Once you've calibrated it with a dedicated blood pressure monitor. It's a similar story for startup Aktiia who have created a band that does the very same thing from optical-based PPG sensor technology. Optical heart rate company Valencell also says it's cracked blood pressure monitoring from the wrist.
There feels like there's a been a bit of breakthrough with existing sensor technology. If Apple feels its sensors can behave in a reliable way, then it may follow Samsung into offering a simpler way to monitor your blood pressure.
Unlock by wrist
Currently, the only way to lock an Apple Watch is using a passcode, but let's be honest, it's no fun trying to tap out those numbers. So what if there was a simpler alternative to securing your smartwatch?

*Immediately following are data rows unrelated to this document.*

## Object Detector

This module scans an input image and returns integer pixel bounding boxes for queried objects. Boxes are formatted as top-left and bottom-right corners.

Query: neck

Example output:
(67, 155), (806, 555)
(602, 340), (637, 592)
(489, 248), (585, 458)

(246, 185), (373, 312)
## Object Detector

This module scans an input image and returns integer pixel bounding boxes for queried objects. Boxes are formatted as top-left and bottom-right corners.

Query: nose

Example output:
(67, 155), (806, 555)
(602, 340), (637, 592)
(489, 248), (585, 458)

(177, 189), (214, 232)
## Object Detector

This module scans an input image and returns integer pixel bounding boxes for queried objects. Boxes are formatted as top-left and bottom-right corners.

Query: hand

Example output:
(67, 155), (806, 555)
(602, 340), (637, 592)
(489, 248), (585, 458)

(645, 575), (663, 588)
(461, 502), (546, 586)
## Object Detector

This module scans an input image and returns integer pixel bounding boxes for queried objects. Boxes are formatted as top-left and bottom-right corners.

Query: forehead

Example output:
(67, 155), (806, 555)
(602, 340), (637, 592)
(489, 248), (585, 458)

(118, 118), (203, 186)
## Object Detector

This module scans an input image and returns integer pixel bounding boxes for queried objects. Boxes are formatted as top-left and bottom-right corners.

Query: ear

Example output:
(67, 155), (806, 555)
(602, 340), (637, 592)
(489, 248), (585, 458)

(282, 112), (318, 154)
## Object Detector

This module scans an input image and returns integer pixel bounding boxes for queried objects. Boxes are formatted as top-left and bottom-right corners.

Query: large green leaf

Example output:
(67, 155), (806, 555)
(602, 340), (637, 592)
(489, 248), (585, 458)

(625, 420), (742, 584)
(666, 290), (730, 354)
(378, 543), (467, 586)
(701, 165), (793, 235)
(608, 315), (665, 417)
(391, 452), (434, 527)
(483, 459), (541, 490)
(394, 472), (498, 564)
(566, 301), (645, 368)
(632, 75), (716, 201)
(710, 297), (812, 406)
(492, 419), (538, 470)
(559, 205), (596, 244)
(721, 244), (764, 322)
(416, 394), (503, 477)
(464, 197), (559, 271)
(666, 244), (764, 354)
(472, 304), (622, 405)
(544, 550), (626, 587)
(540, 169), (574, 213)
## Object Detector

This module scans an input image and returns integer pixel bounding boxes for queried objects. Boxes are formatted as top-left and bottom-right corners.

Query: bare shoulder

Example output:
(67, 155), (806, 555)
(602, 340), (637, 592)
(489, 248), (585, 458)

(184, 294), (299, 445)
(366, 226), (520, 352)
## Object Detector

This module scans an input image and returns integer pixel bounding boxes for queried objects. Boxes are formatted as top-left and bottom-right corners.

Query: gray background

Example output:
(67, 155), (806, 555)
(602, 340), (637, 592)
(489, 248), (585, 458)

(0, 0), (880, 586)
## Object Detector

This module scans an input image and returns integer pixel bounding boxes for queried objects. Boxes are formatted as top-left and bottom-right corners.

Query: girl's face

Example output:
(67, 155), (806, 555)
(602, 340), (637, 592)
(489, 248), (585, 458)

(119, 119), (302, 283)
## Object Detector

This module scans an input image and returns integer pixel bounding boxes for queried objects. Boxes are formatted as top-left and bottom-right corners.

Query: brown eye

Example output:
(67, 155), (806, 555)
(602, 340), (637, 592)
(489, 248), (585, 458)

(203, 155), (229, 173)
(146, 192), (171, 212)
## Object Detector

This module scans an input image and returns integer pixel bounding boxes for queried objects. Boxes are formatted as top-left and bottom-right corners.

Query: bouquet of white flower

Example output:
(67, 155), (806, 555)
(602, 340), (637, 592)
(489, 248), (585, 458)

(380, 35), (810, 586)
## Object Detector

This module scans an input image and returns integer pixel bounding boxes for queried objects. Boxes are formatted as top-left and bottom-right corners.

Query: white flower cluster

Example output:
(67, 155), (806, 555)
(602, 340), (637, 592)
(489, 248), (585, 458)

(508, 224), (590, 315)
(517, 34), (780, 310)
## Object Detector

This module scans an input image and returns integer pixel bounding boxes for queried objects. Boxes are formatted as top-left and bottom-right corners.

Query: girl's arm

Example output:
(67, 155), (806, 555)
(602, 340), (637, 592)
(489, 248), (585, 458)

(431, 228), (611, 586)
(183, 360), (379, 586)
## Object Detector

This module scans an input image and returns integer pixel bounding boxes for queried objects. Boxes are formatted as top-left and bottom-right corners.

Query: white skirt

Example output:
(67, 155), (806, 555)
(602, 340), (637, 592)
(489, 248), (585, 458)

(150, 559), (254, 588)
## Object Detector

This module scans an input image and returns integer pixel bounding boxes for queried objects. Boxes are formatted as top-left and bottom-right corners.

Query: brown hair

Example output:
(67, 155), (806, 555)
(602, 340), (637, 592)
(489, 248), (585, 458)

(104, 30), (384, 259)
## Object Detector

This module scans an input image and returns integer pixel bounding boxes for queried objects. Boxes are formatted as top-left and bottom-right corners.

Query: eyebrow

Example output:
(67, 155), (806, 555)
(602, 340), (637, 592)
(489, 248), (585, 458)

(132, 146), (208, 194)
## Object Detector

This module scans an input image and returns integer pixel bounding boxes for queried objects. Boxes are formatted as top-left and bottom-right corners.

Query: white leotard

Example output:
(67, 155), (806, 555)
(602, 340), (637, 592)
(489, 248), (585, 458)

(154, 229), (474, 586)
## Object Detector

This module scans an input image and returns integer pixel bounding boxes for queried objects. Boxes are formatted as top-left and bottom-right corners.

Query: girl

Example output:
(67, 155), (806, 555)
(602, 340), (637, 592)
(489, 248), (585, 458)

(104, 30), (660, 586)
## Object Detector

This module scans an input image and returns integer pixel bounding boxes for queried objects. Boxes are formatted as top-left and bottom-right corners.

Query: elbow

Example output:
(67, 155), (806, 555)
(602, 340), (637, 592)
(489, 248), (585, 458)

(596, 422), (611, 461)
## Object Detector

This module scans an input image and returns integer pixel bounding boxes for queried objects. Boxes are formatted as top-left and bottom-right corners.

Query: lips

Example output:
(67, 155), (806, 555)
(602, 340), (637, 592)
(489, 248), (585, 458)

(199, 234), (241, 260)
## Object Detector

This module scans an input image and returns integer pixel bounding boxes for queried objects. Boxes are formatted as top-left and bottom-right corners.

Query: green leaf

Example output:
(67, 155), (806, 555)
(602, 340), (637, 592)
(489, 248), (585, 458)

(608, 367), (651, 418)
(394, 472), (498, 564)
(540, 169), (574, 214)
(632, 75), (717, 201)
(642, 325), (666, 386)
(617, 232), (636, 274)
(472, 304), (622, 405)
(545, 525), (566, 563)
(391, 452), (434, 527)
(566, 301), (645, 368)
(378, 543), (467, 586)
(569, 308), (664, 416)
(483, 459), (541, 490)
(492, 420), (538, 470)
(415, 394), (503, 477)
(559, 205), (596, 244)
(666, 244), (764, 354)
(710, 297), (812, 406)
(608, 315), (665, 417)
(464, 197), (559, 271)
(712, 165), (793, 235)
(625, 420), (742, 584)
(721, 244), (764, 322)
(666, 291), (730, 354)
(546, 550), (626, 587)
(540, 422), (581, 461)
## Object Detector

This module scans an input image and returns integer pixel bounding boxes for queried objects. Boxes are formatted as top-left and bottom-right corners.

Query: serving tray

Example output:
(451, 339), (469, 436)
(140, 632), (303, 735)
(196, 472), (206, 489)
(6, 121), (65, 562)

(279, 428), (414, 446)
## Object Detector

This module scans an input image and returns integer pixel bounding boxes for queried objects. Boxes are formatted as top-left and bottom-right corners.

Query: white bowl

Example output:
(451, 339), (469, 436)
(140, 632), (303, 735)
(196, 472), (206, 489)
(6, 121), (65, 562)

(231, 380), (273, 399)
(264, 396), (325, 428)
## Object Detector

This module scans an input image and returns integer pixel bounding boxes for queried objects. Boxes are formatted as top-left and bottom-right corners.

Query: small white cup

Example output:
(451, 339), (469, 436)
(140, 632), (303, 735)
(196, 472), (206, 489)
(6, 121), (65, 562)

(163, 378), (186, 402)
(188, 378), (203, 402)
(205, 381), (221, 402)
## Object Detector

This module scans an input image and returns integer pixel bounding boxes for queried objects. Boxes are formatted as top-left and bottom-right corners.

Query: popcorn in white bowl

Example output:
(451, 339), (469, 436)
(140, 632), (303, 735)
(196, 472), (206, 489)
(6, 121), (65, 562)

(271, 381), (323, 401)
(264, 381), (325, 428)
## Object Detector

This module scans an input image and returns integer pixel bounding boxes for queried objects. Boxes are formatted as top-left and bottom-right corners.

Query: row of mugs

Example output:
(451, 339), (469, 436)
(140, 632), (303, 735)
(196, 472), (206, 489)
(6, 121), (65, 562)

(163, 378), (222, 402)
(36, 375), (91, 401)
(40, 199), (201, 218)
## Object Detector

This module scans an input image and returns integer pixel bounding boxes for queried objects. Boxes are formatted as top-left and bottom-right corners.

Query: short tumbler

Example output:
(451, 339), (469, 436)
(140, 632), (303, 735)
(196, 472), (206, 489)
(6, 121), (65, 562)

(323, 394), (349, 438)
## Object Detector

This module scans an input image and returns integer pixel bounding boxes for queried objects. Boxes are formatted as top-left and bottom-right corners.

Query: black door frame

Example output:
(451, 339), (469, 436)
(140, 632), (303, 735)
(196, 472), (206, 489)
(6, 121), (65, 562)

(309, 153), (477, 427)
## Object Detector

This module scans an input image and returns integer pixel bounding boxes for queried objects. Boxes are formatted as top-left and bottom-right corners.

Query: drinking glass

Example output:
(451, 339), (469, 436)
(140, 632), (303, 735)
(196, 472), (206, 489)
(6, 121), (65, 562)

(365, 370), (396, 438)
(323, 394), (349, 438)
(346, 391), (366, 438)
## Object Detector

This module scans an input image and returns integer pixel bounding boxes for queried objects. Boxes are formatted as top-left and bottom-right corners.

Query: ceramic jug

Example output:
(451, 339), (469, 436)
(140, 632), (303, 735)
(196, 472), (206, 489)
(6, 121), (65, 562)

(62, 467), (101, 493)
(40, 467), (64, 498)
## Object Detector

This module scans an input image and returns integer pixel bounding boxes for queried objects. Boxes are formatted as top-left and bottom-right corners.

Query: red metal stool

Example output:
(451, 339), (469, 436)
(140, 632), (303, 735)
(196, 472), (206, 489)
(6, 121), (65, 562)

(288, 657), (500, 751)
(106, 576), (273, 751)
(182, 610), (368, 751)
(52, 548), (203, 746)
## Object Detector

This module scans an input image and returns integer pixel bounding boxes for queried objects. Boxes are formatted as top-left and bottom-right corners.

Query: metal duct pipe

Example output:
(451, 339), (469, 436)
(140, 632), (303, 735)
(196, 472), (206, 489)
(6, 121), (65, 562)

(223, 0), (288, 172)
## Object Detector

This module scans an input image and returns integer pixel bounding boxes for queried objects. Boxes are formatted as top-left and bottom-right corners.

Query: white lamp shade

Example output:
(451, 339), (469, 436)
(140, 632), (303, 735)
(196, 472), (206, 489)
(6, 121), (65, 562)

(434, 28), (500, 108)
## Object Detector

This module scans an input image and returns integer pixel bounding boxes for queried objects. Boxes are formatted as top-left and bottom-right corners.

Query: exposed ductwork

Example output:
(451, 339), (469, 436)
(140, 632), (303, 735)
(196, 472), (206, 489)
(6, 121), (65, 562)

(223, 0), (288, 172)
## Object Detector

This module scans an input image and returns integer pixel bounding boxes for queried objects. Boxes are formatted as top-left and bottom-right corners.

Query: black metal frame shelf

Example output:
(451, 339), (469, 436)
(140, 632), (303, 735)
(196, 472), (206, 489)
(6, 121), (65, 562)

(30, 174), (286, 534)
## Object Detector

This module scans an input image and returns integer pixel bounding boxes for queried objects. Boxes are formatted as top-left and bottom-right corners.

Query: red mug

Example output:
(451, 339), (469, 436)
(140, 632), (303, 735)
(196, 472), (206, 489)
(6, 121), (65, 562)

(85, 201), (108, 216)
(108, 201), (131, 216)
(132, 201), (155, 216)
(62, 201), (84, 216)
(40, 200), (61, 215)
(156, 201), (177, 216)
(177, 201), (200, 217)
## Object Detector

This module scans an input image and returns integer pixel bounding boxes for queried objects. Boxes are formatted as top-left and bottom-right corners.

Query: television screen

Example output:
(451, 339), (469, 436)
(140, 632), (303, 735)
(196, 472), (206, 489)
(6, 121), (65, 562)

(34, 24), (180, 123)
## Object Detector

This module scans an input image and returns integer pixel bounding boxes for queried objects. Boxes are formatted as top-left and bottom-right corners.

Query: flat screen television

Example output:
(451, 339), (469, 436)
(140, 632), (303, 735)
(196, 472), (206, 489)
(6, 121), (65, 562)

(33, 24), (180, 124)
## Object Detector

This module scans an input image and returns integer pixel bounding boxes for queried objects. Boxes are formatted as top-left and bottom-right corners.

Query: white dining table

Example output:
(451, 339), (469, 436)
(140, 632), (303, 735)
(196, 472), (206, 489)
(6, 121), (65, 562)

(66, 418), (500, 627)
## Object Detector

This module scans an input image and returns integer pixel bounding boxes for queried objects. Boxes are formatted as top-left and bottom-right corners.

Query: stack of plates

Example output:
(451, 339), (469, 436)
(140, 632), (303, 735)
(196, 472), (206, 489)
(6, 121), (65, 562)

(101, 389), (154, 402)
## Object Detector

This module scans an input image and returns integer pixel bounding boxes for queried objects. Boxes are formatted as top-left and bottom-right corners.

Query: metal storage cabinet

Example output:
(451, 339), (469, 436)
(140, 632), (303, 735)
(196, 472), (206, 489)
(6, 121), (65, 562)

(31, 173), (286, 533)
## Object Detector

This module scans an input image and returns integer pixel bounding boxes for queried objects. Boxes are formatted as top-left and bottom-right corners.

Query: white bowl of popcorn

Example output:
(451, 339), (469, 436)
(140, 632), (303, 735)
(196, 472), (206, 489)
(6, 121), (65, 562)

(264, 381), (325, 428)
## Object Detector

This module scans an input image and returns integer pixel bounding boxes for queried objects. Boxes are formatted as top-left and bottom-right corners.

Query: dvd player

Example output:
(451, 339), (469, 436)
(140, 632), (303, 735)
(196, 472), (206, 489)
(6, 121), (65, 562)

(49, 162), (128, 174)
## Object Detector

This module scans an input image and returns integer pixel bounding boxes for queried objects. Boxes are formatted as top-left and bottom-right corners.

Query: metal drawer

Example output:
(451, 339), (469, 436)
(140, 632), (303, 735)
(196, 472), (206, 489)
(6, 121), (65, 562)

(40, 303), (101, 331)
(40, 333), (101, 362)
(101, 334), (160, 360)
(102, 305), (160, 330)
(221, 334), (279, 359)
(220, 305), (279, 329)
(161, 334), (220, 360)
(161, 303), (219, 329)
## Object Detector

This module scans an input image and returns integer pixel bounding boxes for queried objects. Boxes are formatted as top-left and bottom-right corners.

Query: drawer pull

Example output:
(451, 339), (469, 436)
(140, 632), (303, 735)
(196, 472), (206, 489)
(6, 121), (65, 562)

Apple filed a patent, which was published in January 2021 that discusses a method that could offer that simpler way to get access to the Watch. It discusses a wearable device that fires light against the surface of the skin to generate a light field image from a part of the body that is unique to every individual. A bit like taking a fingerprint, it will match that against a saved match to let you unlock the device with your wrist.
We do of course have to keep in mind that this is a patent, and Apple, like other inventive companies, file a lot of patents that may or may not come to fruition. It does though feel like it would be a useful one to add to the Apple Watch. If that light field camera tech can accurately work to make sure someone else can whip on your Watch to unlock it.